Bernhard Wicki (USA, 1965)
Wicki scheint ein Regisseur gewesen zu sein, der jeden Cent für eine pompöse Ausstattung seiner Filme hergegeben hätte, um die nötige visuelle Attraktivität zu erreichen.
Bei "Morituri" fällt zu aller erst sein immenser Aufwand auf: Er lässt die Kamera aus weiter Entfernung wie einen Vogel hoch über den riesigen Schiffen kreisen, dann auf das Deck herab gleiten, um in der gleichen Einstellung (ohne Schnitt!) so nah an die Darsteller heranzuzoomen, dass man als Zuschauer den Leuten an Deck fast in die Nasenlöcher hineinschauen kann; man wird sofort ins Geschehen integriert.
Brando ist Sprengstoffexperte und soll, getarnt als Gestapo-Offizier, an einem deutschen Frachter Sprengladungen entschärfen. Diese befinden sich, (deutlich gekennzeichnet, aber gut versteckt), an den unterschiedlichten Orten des großen Schiffes und sollen vom deutschen Kapitän (Yul Brynner) gezündet werden, falls der Frachter dem Feind in die Hände fallen sollte.
Was sich nach einem trockenen Kriegskrimi anhört, erweist sich als ein aufregendes und spannungsvolles Drama, denn Bernhard Wicki ist nicht nur ein technisch besessener Regisseur, sondern weiß, in dieser effektvollen Kulisse interessante Charaktere unterzubringen.
Brando ist sowieso immer gut; hier muss er noch zusätzlich eine Tarnung aufrecht hallten, verläuft sich dadurch in diversen, psychologischen Sackgassen, wenn er im Gespräch mit der Besatzung oder beim Auftauchen anderer deutschen Offiziere, in deren Visier gerät.
Brynner als Kapitän wie gewohnt der disziplinierte Typ, der alles gefasst einsteckt, doch bis zum Ende hin, immer deutlicher erweicht und an Jack Londons Wolf Larsen-Figur erinnert.

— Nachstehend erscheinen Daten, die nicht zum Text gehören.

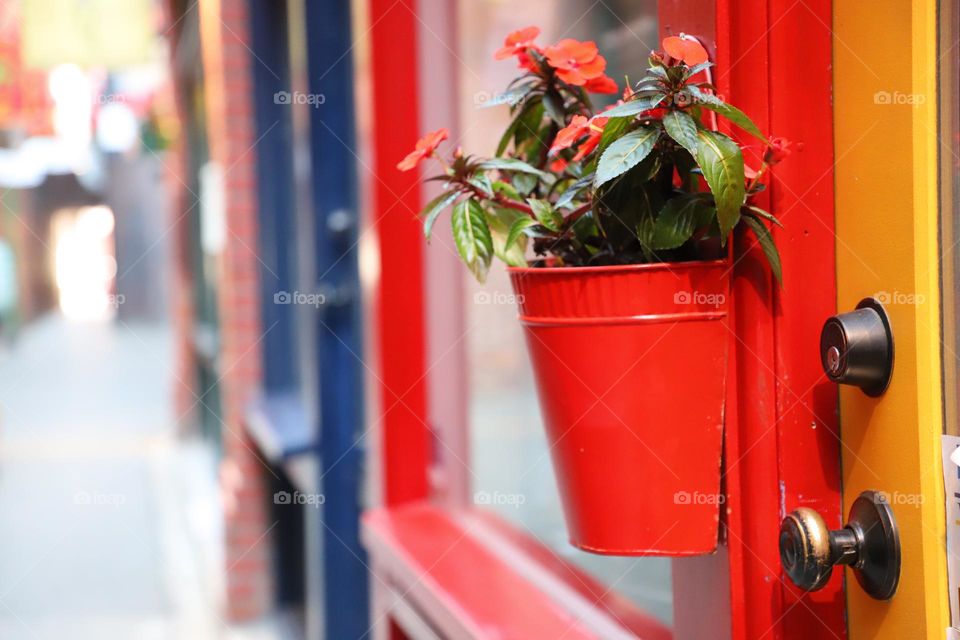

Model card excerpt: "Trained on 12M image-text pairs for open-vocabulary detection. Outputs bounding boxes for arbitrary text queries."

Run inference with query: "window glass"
[460,0,672,623]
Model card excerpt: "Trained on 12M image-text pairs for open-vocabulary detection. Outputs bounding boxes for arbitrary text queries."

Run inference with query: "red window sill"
[362,503,672,640]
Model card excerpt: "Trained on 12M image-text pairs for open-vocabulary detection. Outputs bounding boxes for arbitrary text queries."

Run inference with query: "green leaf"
[543,91,566,127]
[650,193,715,250]
[527,198,563,231]
[511,173,537,196]
[420,191,460,240]
[695,129,746,245]
[743,216,783,288]
[700,100,770,144]
[597,118,633,156]
[477,158,547,178]
[684,84,725,106]
[504,216,537,251]
[450,200,493,282]
[467,173,493,198]
[493,180,522,200]
[663,111,697,156]
[593,127,660,188]
[600,93,666,118]
[486,207,536,267]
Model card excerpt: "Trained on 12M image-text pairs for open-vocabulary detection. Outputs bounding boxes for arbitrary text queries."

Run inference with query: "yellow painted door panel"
[836,0,949,640]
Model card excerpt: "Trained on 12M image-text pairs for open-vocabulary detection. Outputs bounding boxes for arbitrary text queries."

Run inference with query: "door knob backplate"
[780,491,900,600]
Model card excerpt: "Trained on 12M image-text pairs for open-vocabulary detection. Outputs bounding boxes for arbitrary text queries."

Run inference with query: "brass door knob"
[780,491,900,600]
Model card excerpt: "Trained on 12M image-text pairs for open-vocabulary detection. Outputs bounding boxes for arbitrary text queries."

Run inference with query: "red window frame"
[365,0,846,638]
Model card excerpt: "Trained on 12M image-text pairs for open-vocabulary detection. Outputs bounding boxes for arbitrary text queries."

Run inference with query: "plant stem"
[460,180,537,220]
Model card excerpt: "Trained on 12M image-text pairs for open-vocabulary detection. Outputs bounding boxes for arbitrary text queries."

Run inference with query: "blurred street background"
[0,0,673,640]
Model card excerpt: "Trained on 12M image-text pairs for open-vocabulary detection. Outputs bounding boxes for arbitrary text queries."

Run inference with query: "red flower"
[493,27,540,60]
[763,138,803,164]
[663,33,710,67]
[517,45,543,73]
[583,75,620,93]
[397,129,450,171]
[550,116,608,161]
[544,38,607,86]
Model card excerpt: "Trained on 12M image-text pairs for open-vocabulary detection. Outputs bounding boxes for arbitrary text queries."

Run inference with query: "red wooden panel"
[370,0,430,504]
[769,0,846,638]
[660,0,846,639]
[464,509,673,640]
[363,503,597,640]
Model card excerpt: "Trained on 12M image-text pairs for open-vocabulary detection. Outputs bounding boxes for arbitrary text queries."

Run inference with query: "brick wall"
[193,0,273,621]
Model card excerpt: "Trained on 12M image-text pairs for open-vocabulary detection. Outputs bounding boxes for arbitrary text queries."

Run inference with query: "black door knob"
[820,298,893,396]
[780,491,900,600]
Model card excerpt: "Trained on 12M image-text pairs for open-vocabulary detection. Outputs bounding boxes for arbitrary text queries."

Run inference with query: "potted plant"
[398,27,791,555]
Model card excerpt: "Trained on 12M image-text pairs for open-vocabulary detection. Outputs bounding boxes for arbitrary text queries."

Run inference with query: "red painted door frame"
[370,0,846,640]
[370,0,431,506]
[660,0,846,639]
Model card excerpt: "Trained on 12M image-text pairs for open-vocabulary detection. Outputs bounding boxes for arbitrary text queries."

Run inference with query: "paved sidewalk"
[0,316,288,640]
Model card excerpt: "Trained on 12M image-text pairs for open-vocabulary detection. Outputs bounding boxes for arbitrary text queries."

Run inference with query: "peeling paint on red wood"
[659,0,846,640]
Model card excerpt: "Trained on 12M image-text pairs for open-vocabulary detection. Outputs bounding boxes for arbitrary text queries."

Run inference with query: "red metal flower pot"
[510,260,730,556]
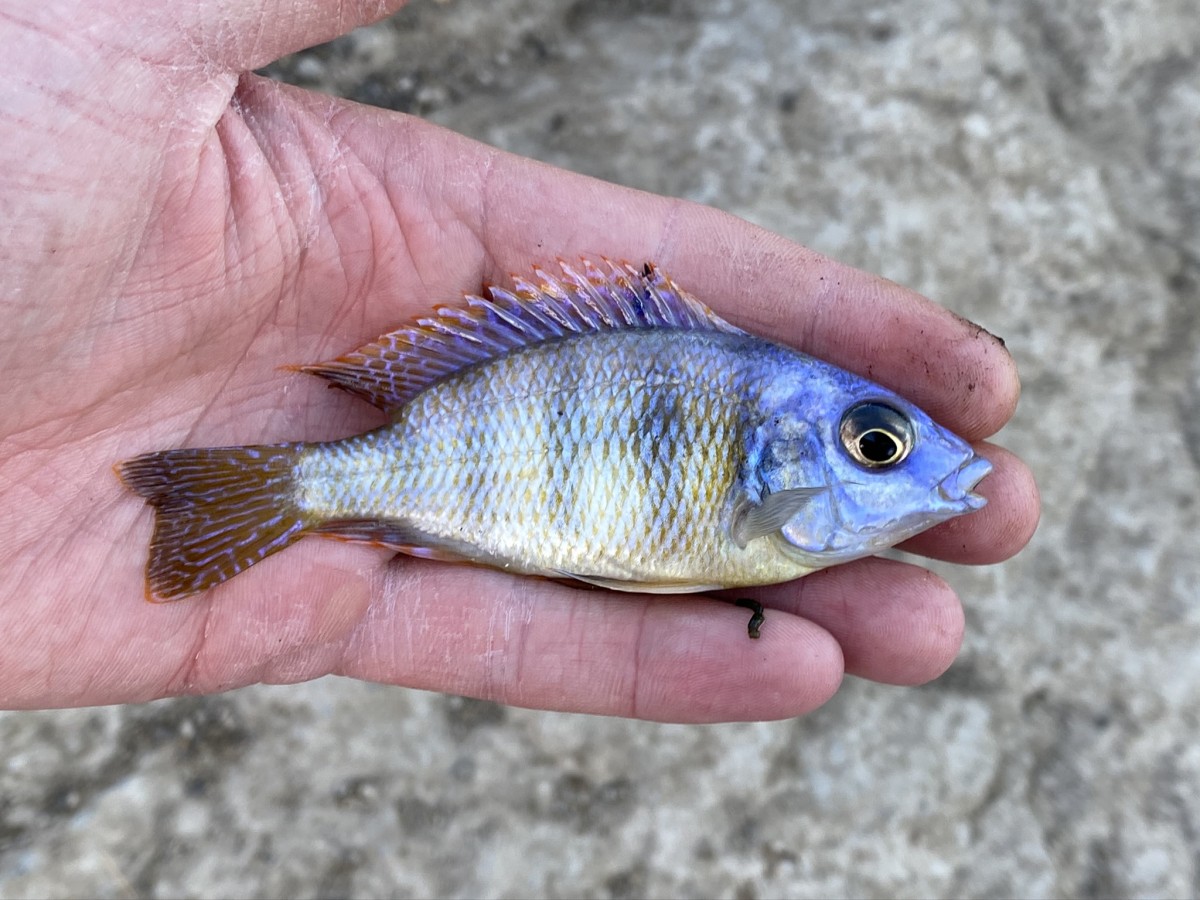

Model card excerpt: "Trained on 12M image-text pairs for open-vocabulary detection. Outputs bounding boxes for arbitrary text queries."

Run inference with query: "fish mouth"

Hinzu kommt noch eine Schiffsbrüchige Jüdin (Janet Margolin); äußerlich wie eine verloren gegangene Ingmar Bergman-Frau, die mit bissigem Zynismus den Stolz ihres Volkes verteidigt. Durch ihre Anwesenheit rettet sie außerdem den Film vor der stets drohenden Genre-Schublade eines harten Männerfilms. Und entgegen aller Hollywood-Klischees wird sie (die attraktive und einzige Frau an Bord) sogar am Ende kaltblütig niedergeschossen.
Der Film überrascht. Inhaltlich und formal.